Toutefois, cette hypothèse longtemps présentée comme une évidence rencontre aujourd’hui de sérieuses objections. En effet, les propriétés de l’homme permettant traditionnellement de le distinguer des animaux (« il pense, parle, a conscience de soi ; il s’organise socialement et politiquement, il développe des productions culturelles et artistiques »[13]) ne permettent plus de justifier ce statut d’exception : les travaux scientifiques décèlent à présent des qualités similaires au sein d’autres espèces. À un degré moindre, de toute évidence. Mais une simple différence de degré ne peut fonder une « incommensurabilité ». D’autant qu’en sens inverse, certaines espèces possèdent diverses propriétés (notamment en matière de vue ou d’odorat) dont les humains sont largement moins pourvus. Sans compter l’intelligence artificielle, qui vient de nos jours concurrencer l’homme sur ce qui passait pour son terrain privilégié. La conclusion de Sophie Nordmann est sans appel : « L’idée d’Humanité et l’impératif de son respect absolu sont inaccessibles à partir du monde »[14]. Ainsi, pour l’autrice, cette idée, cet « idéal de l’Humanité vient au monde, sur le mode particulier qui est le sien, sans être en aucune manière dérivé du monde »[15]. On est donc ici encore en présence de l’un de ces « trous » de transcendance affectant le monde, évoqués au livre I. Comme la création artistique ou l’état amoureux, l’idéal de l’humanité « ouvre une brèche dans l’ordre du monde »[16]. C’est donc cette brèche de transcendance qui distingue désormais l’être humain qui « n’est plus du même ordre que les autres êtres du monde à partir du moment où il a en vue l’idéal de l’Humanité »[17]. Une brèche de transcendance, si précieuse, qu’il ne faut pas laisser se refermer.

 

Cet ouvrage, dont nous n’avons pas ici rendu compte de toute la profondeur – ayant dû éluder certains aspects techniques –, semble avoir répondu au programme que l’autrice envisageait de conduire : « Proposer une compréhension renouvelée de la transcendance (…). Sortir de l’immanentisme qui règne en maître aujourd’hui (…). Reconstruire les conditions d’une éthique »[18]. Même si l’on peut ne pas suivre Sophie Nordmann dans tous ses raisonnements, l’approche qu’elle a élaborée a le grand mérite de proposer une voie vers la spiritualité ouverte à toutes les sensibilités, y compris non religieuses. C’est la raison pour laquelle ce livre constitue un viatique dans une époque marquée par un pragmatisme dévastateur, où l’intériorité devrait constituer une ressource, singulièrement pour une action publique menée dans une perspective réellement humaniste. Bien que Sophie Nordmann n’aborde pas directement cette question, son ouvrage pourrait participer d’une démarche salutaire : tenter de renouer les liens distendus entre éthique et politique.

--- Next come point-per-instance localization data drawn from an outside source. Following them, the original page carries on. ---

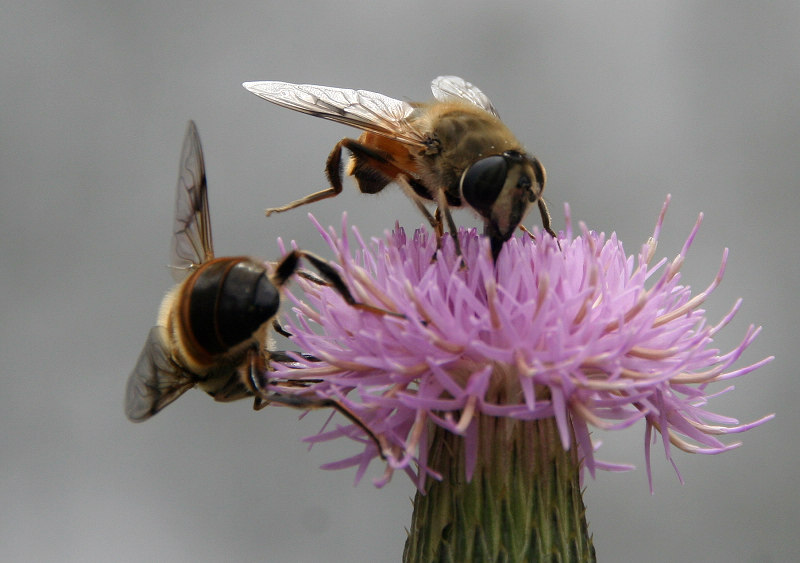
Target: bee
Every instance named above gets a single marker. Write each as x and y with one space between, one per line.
213 326
454 152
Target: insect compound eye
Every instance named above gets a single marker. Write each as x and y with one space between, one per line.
482 183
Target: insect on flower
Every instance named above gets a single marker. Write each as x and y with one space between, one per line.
454 151
212 327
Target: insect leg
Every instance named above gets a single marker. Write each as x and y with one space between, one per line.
441 202
546 221
333 170
256 382
288 266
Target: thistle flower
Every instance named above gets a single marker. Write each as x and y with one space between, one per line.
548 339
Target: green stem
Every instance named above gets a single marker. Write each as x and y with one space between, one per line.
523 503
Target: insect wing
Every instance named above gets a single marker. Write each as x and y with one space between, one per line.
447 88
365 110
191 240
156 380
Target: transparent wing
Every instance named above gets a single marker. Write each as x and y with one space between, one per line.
447 88
191 239
155 381
358 108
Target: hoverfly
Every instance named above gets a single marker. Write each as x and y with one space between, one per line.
212 327
454 151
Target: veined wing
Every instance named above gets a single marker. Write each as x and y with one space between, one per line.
447 88
365 110
191 237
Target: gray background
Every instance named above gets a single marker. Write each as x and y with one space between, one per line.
623 103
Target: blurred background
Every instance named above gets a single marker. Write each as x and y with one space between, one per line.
623 103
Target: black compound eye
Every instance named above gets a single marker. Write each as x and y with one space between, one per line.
482 182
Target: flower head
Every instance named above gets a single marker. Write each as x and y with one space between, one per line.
582 334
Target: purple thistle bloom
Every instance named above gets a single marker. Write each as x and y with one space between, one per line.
583 334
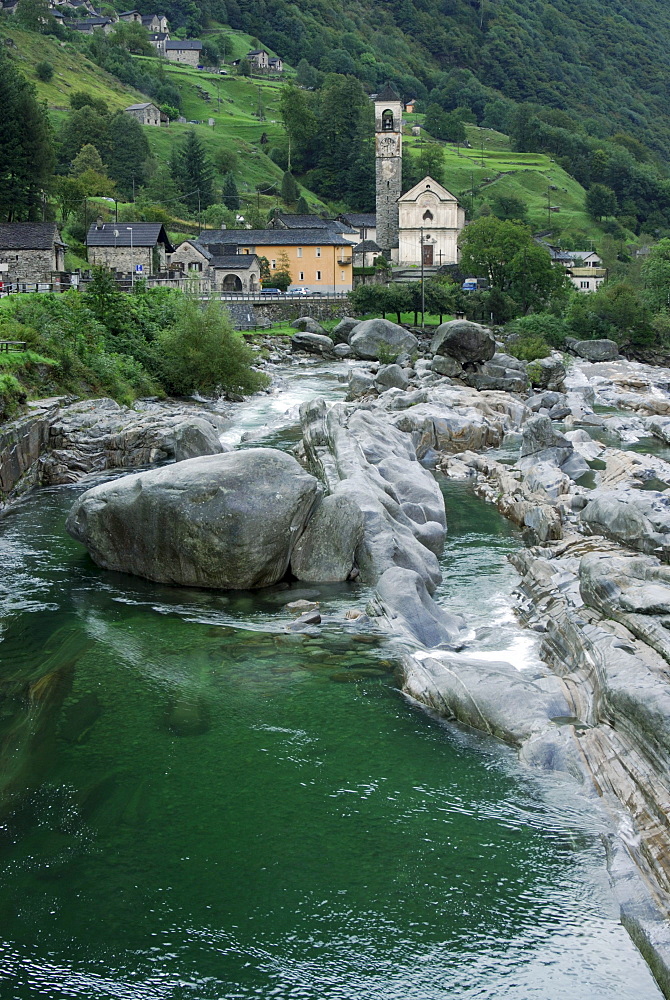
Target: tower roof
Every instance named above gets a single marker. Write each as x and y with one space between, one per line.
387 93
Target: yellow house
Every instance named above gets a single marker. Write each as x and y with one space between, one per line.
318 259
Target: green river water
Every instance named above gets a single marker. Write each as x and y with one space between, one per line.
196 804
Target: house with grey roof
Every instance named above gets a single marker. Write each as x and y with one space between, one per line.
146 114
217 264
139 248
186 51
30 251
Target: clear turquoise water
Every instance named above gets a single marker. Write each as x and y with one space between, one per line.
196 804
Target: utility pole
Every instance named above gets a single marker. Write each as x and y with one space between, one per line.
423 290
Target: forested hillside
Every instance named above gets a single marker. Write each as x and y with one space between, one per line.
605 61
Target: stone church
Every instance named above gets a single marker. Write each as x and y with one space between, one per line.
423 224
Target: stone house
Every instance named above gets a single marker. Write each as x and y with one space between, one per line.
217 264
430 220
145 114
186 51
137 247
363 223
258 58
155 23
131 16
30 251
158 40
587 279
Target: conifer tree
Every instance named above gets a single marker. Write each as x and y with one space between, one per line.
193 173
289 189
230 195
26 149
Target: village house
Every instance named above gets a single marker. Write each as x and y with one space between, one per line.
587 279
430 221
364 224
30 251
155 23
146 114
158 40
92 24
186 51
318 259
139 248
258 58
217 265
131 16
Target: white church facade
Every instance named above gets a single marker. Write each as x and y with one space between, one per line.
422 225
429 223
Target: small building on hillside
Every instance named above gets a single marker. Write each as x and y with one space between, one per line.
430 220
224 270
155 23
158 40
318 259
363 223
137 247
258 58
92 24
587 279
186 51
30 251
146 114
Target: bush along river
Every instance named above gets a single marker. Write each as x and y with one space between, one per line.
199 803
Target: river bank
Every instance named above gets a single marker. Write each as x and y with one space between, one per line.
484 418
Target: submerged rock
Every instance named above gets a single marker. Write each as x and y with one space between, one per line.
225 521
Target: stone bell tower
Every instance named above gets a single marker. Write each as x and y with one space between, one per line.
388 158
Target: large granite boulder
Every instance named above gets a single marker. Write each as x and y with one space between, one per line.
596 350
325 551
225 521
373 336
312 343
391 377
194 438
307 325
463 341
342 332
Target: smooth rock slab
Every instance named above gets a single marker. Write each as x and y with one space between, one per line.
224 521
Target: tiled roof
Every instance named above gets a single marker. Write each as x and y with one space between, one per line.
29 236
144 234
186 43
274 237
360 220
235 261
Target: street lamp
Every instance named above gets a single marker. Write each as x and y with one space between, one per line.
132 259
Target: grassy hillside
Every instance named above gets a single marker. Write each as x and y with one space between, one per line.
490 168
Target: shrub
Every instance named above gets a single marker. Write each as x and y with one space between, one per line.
201 352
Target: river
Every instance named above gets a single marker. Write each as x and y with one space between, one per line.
197 804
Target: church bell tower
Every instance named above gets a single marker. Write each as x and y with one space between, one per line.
388 158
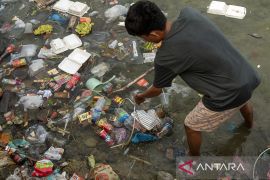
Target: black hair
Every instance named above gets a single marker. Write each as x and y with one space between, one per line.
144 17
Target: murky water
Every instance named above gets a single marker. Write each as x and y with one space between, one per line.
228 140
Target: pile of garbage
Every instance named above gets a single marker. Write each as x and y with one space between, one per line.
46 88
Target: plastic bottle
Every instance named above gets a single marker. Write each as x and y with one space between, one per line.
73 81
82 101
167 127
16 63
17 158
129 122
96 111
11 81
9 49
108 139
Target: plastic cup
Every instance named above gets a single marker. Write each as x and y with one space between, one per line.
94 84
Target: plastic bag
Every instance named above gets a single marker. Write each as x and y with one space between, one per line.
114 12
43 168
141 137
18 23
100 69
36 67
178 88
31 102
54 153
28 28
36 134
28 50
104 171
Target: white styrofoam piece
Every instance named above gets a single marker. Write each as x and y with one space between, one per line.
63 5
72 41
69 66
217 7
147 119
74 61
78 9
238 12
58 46
79 56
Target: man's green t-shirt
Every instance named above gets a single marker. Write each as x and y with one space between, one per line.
198 51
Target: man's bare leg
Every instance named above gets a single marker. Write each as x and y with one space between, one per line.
247 113
194 140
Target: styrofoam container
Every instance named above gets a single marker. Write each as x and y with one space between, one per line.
58 46
238 12
147 119
79 55
78 9
69 66
63 5
74 61
72 41
221 8
217 7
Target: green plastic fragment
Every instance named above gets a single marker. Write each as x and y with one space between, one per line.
84 28
43 29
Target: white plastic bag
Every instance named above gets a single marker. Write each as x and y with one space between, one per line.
31 102
114 12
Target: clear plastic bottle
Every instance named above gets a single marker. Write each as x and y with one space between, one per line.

[1] Cette édition (éditions d’écarts, 2022) comprend le livre I publié en 2012 et le livre II publié en 2019 (chez le même éditeur).

[2] P. 46.

[3] P. 77.

[4] P. 45.

[5] P. 35.

[6] P. 60.

[7] P. 95.

[8] Livre I. Création, Révélation, Rédemption. (P. 39). Nous n’aborderons pas dans le cadre de cet article le sens que l’autrice donne à ces trois mots, les arrachant à la théologie.

[9] Livre II. Humanité. (P.97). L’autrice précise : « par humanité, nous entendons la communauté une et universelle des êtres humains, et par Humanité, ce par quoi ils se trouveraient dans un rapport d’incommensurabilité au monde et aux autres êtres du monde ». (P. 103).

[10] P. 104.

[11] Ibid.

[12] P. 106.

[13] P. 110.

[14] P. 114.

[15] P. 143.

[16] P. 142.

[17] P. 187.

[18] Présentation de l’ouvrage en quatrième de couverture.